Lately i've been incredibly lonely. I don't really have friends down here. I spend my days cooped up in either my house or my mom's house with my baby. I love my son, more than anything else in the world, but sometimes i need a break. I haven't had a break from him since my birthday when another very good friend of mine and i went shopping in Brunswick, and that was only for a few hours. I have gone crazy most every day just from lack of social interaction. I have no one to "hang out" with. And i think John is feeling the strain as well because i'm leaning on him more and more.
I have major personality and dependency issues. The few true friends i have know this and still love me for it. But it's hard to make new friends because a lot of times they don't want friends with that kind of baggage. But, if you think about it, we're women. We all have those issues!
Being away is really making me appreciate the few friends i had before. People i thought were aggravating or annoying or geeky before i now look on with new eyes. I appreciate their dorkiness in new ways. And i appreciate my friends all the more.
I am a very social person. I enjoy being out and about and being around people. The problem is, i haven't had that interaction in a long time, not really since i left Emmanuel. I think this is where some of my dependency and personality issues come from. I'm not getting enough social stimulation.

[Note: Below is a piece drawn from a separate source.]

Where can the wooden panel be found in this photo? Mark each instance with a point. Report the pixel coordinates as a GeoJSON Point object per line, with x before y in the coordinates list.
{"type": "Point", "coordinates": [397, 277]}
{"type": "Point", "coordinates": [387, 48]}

Being an Army wife is not conducive to making friends. People are constantly coming and going in your life. This is one of those times i wish i could just settle some place and be happy. But i know it won't happen for a while.
Friendship is one of the most important things in life. Your girlfriends (or guy friends) are the ones who help you get by, who help you make sense of it all. Without the love of friends we're hollow creatures. I love and cherish the friendships i have, and i do look forward to making new ones.